Peter Sellars aime Paris et sa Philharmonie. Alors qu’il nous avait à peine quittés avec les Larmes de Saint Pierre, le metteur en scène américain revient à la Porte de Pantin pour la Petite Renarde rusée de Janáček. Un opéra traitant de panthéisme et de communion avec la nature a tout pour plaire à un artiste préoccupé tant par la question spirituelle qu’environnementale.
La version présentée est semi-scénique, mais pensée comme telle. Placée devant l’orchestre, une estrade agrémentée selon les besoins du moment de quelques chaises et d’une table fait office de décor unique. Au dessus des musiciens, un écran géant diffuse des images vidéo durant tout le spectacle. Le dispositif n’est pas neuf (il fait penser de loin au Tristan de Bastille), mais tout à fait efficace. Alternant gros plans d’insectes, de grenouilles ou de végétaux, la vidéo semble très à propos pour un compositeur fasciné par l’infiniment petit (curieusement, Janáček se passionnera pour les recherches autour de l’atome). Tout cela colle parfaitement à la musique, sans pour autant s’accrocher au doigt du spectateur tel le sparadrap du Capitaine Haddock, écueil des Larmes de Saint Pierre il y a peu.
Le véritable triomphe de cette mise en scène se situe avant tout dans une direction d’acteur maîtrisée à la perfection. Sellars brosse le portrait de chaque personnage jusque dans ses moindres détails, les pétrissant aussi bien de naïveté que de violence ou d’humour décapant. Le metteur en scène semble comprendre mieux que quiconque la psychologie que Janáček dévoile dans l’un de ses ouvrages les plus personnels.

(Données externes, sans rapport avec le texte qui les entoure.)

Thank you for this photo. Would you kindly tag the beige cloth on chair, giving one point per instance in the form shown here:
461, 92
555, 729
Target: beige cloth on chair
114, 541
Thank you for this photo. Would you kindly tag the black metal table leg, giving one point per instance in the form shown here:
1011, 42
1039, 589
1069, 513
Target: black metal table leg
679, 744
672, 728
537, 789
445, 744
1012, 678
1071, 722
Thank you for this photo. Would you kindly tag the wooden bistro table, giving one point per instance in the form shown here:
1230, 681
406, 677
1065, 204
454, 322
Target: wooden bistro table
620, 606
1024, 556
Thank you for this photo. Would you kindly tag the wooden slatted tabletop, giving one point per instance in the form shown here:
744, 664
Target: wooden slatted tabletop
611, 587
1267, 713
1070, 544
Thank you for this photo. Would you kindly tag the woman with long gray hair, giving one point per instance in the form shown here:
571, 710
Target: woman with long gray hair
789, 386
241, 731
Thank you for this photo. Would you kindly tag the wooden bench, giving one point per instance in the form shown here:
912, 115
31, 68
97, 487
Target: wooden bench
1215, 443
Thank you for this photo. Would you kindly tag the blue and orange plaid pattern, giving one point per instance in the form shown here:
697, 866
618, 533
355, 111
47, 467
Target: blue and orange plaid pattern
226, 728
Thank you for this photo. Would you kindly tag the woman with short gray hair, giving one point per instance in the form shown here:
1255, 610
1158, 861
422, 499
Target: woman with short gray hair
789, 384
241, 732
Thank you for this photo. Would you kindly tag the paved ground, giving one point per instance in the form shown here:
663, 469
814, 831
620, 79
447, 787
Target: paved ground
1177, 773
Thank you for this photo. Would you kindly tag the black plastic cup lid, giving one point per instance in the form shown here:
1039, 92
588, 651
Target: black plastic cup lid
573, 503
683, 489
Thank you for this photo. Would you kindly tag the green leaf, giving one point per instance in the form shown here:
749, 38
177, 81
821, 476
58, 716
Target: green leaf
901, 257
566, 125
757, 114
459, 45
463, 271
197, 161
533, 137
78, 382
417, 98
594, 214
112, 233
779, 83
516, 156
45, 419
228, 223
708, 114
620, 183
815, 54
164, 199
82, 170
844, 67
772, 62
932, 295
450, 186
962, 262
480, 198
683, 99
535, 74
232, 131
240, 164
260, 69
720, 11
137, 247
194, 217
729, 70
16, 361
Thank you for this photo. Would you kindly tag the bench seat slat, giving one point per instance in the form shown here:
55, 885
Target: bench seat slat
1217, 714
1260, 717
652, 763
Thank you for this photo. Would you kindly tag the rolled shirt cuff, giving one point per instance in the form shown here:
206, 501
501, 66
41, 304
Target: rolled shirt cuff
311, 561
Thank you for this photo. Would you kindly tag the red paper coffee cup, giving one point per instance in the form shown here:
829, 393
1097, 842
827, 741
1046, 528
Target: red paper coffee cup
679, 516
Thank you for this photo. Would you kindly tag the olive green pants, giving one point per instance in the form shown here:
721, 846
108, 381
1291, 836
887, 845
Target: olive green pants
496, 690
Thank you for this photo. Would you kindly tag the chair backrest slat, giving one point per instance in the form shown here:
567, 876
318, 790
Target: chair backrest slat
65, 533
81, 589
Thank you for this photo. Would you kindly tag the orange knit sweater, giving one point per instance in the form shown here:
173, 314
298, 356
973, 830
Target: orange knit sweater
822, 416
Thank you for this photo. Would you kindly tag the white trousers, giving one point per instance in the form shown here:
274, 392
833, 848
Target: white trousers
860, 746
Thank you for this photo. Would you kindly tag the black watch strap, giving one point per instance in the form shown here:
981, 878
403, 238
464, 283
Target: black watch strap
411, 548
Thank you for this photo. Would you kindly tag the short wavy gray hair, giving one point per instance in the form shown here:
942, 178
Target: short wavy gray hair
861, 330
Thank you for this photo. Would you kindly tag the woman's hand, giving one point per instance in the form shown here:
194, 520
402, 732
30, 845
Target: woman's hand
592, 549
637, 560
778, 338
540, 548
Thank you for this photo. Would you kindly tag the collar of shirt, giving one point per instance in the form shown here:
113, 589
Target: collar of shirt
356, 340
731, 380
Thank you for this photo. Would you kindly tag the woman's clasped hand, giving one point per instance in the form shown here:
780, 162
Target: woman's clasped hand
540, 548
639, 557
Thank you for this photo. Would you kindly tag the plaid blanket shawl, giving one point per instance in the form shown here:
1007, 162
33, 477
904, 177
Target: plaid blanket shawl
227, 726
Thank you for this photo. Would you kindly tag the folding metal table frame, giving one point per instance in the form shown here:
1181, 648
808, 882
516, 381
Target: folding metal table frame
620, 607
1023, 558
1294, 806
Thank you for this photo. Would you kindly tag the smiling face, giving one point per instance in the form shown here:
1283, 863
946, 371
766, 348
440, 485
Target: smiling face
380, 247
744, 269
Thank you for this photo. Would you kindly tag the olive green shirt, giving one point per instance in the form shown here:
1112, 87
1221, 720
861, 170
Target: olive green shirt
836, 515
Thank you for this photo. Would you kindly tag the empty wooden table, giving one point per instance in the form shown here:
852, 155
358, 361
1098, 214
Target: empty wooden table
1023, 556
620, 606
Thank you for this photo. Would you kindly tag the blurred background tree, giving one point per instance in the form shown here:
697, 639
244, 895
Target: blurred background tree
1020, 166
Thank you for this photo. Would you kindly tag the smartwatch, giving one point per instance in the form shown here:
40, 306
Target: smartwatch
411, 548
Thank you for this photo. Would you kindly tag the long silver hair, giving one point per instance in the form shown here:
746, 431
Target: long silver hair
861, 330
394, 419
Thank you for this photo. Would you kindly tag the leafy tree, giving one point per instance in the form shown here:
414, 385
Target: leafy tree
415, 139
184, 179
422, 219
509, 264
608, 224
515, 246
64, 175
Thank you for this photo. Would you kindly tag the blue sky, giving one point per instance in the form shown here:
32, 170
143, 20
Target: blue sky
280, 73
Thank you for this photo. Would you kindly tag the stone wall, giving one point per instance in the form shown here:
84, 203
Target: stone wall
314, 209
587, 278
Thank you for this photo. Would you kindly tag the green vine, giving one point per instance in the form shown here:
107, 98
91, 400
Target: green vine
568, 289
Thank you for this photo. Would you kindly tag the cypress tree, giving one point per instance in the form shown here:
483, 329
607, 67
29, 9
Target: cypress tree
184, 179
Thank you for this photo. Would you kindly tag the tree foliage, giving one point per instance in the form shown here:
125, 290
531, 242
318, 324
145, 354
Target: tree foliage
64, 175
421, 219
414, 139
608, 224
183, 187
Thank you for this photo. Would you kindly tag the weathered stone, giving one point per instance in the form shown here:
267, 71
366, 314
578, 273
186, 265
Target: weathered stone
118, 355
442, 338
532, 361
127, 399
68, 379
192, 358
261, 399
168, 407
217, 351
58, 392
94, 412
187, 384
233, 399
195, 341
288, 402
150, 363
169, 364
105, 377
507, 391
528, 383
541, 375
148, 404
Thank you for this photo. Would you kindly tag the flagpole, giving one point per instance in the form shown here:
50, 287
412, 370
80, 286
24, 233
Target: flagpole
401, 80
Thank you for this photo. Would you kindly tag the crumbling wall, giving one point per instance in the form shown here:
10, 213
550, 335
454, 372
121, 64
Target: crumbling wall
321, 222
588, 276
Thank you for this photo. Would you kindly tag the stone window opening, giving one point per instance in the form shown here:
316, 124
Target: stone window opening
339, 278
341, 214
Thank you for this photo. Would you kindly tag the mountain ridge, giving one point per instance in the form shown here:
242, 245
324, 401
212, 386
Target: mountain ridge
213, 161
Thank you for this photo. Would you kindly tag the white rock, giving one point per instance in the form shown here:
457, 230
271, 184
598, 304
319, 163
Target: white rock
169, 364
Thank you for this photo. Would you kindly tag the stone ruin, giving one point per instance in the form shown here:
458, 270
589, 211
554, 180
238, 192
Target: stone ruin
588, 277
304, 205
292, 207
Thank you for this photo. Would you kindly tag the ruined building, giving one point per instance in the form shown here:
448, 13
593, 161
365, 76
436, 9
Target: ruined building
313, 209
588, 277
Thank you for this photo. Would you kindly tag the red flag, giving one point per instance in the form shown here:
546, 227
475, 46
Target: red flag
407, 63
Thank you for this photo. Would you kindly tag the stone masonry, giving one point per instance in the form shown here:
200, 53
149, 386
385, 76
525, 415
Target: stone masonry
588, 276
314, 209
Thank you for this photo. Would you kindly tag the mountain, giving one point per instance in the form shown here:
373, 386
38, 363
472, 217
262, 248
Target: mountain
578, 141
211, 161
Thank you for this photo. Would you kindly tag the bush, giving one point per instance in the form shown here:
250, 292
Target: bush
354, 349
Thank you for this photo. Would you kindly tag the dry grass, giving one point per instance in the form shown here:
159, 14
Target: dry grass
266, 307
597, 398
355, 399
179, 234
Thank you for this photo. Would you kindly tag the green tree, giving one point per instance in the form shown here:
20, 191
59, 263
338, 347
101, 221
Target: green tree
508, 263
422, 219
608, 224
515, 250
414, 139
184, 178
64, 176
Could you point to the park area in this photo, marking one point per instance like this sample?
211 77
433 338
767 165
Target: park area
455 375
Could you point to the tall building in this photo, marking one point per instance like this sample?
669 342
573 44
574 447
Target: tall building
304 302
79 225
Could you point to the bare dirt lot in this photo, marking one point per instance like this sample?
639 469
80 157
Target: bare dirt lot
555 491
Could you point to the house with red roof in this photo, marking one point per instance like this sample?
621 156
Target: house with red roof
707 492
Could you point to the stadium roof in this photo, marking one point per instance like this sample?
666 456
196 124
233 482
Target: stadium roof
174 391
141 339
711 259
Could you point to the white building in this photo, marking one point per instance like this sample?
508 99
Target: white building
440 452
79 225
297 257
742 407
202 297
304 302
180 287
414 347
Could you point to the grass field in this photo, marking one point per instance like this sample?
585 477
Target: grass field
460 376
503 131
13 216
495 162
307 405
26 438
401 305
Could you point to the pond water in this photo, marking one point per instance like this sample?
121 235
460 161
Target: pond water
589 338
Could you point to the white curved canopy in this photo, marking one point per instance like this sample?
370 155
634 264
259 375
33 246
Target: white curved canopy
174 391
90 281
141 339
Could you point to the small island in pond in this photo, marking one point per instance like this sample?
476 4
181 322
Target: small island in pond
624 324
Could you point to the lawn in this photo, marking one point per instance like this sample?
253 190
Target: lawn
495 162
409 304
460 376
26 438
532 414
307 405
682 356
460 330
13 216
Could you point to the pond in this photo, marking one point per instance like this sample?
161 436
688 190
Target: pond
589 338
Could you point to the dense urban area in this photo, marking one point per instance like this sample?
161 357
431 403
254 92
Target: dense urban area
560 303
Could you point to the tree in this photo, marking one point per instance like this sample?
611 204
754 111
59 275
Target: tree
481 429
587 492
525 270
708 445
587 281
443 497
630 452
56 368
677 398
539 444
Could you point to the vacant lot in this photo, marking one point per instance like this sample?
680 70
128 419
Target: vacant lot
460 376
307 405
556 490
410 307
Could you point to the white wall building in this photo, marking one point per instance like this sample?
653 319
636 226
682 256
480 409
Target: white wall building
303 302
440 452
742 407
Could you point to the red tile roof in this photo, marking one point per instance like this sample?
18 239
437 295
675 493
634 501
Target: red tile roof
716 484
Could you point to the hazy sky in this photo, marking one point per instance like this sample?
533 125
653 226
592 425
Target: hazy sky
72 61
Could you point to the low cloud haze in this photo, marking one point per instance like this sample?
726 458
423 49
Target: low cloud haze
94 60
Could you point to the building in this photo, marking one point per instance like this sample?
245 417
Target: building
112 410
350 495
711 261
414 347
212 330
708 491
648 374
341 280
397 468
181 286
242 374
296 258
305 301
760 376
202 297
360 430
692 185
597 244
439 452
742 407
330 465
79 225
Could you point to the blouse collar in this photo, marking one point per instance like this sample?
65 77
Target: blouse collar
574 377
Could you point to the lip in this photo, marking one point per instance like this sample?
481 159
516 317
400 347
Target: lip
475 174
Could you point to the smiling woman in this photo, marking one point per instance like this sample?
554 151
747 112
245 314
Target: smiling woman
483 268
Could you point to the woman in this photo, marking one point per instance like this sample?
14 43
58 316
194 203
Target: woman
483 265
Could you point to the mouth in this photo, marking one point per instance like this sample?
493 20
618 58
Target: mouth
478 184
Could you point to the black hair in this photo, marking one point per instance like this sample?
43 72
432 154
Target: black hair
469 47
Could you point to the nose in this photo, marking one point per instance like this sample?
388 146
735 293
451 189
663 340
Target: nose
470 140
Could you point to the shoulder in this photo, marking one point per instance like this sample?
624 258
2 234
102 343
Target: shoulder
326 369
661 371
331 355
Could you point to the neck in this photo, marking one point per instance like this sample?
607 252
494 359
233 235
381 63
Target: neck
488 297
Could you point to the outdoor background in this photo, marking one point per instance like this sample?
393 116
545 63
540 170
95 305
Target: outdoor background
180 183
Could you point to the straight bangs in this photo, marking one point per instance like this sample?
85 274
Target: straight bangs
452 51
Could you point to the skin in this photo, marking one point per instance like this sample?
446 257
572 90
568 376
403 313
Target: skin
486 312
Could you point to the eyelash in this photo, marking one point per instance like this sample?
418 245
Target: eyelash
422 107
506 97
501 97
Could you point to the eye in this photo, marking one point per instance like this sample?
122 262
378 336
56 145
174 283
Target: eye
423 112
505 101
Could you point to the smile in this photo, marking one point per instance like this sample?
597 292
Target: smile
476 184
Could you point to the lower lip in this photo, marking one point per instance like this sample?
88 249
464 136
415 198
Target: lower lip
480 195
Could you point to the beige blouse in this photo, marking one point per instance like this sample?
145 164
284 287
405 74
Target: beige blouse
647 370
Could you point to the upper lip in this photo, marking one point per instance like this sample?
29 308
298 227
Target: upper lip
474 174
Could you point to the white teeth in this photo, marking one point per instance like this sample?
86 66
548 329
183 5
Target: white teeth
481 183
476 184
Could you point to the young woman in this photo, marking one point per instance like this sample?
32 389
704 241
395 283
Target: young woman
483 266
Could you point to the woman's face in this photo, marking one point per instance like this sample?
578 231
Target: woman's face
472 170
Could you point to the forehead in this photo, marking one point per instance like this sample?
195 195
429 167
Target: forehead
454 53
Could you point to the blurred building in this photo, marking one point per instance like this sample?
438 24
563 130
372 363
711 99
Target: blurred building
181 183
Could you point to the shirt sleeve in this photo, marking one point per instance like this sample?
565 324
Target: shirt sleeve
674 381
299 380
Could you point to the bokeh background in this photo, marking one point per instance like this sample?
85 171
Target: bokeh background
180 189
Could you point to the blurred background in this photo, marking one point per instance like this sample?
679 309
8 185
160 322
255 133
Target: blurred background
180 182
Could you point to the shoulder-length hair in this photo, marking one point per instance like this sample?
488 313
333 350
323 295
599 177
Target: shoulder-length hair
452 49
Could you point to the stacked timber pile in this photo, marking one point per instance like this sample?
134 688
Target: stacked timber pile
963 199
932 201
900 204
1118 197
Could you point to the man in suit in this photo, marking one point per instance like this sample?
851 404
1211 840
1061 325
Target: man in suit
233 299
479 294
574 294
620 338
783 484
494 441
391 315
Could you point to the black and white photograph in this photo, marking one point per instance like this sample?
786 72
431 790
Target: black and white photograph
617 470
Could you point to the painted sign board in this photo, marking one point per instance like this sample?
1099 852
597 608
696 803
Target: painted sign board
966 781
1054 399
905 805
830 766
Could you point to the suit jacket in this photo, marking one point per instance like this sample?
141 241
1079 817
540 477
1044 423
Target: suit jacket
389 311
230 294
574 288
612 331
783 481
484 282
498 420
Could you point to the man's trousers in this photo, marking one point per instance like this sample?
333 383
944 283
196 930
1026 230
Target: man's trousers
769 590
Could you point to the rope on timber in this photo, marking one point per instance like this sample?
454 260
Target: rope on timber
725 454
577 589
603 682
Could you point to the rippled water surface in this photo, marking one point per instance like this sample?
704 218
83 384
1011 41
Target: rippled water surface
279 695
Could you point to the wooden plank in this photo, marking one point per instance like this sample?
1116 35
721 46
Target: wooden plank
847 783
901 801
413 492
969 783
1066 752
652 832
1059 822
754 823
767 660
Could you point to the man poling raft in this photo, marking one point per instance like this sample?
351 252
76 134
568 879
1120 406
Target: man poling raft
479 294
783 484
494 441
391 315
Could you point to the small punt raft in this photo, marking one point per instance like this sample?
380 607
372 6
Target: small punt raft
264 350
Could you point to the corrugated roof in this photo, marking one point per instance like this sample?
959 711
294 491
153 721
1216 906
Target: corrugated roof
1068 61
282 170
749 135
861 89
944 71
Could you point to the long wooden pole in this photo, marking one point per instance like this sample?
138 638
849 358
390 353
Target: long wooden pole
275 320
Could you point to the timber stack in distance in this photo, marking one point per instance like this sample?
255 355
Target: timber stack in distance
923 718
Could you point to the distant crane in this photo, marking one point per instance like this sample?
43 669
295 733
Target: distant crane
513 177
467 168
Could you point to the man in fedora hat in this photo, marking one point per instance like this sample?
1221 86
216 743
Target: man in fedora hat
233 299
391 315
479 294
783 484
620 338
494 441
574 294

© Claire Gaby / J’adore ce que vous faites
Malgré une distribution loin d’être tchècophone, la plupart des intervenants trouvent parfaitement leur place dans ce ballet soigneusement conçu. Hanno Müller-Brachmann est un Harašta crâneur et sûr de lui, fort d’un timbre brillant et corsé. Malgré un rôle assez discret, Anna Lapkovskaja s’impose en Chien dépressif, qui ne manque d’ampleur ni de rondeur. De même, Peter Hoare est loin d’incarner l’instituteur maigrichon auquel de nombreuses productions nous ont habitués. Son timbre métallique et puissant porte son personnage jusqu’aux dernières rangées de la salle. Par comparaison, Jan Martinik se trouve plus en difficulté. Malgré une bonne assise vocal, les aigus pâlissent rapidement, et son portrait de Prêtre en souffre un peu. Un constat similaire vaut pour Sophia Burgos. Pourvue de qualités musicales certaines, la voix paraît pourtant encore trop mince pour assumer jusqu’au bout le rôle du Renard, auquel il manque encore un peu de panache.
Question panache, le Forestier de Gerald Finley n’en manque certainement pas. Avec un investissement scénique complet, il s’assure un succès mérité auprès du public. La voix semble encore assez réservée au premier acte, mais la confiance prend le dessus, et la dernière scène est une réussite tant vocale que musicale.
Lucy Crowe est maintenant une habituée du rôle de la Renarde (elle le chantait déjà en 2013 à Glyndebourne). Un tel choix pourrait surprendre : malgré un répertoire où Mozart et Haendel se taillent la part du lion, la voix s’est assombrie au cours des années, et l’on sent poindre des rôles plus lyriques. C’est donc une Renarde lyrique qu’elle nous propose ce soir, aux aigus puissants. Complétée d’un jeu de scène toujours naturel, cette proposition finit par convaincre totalement.
Préparée par Sofi Jeannin, la Maîtrise de Radio France brille aussi bien en chœur que lors des interventions solistes. Le London Symphony Chorus, placé sous la responsabilité de Simon Hasley tire le meilleur des vocalises du deuxième acte. Leur placement en hauteur, sur le dernier balcon donne à ce tableau le parfum de mystère indispensable à cette scène.
Partenaire privilégié de Sellars, le chef britannique Simon Rattle officie au pupitre du London Symphony Orchestra ce soir-là. Habitué de la musique de Janáček dont il a livré plusieurs enregistrements-phares, il dévoile toute la science orchestrale d’un compositeur critiqué à tort pour son amateurisme en instrumentation. De nombreuses plages instrumentales revêtent ainsi une couleur sensuelle insoupçonnée, à l’image du splendide lever de soleil au premier acte. Très attentif au plateau, les équilibres sont toujours bien ménagés, et les chanteurs ne sont que très rarement mis en difficulté. L’orchestre surmonte toute les embûches instrumentales et nous montre qu’un compromis entre homogénéité des timbres et textures foisonnantes n’est qu’une affaire de bonne volonté.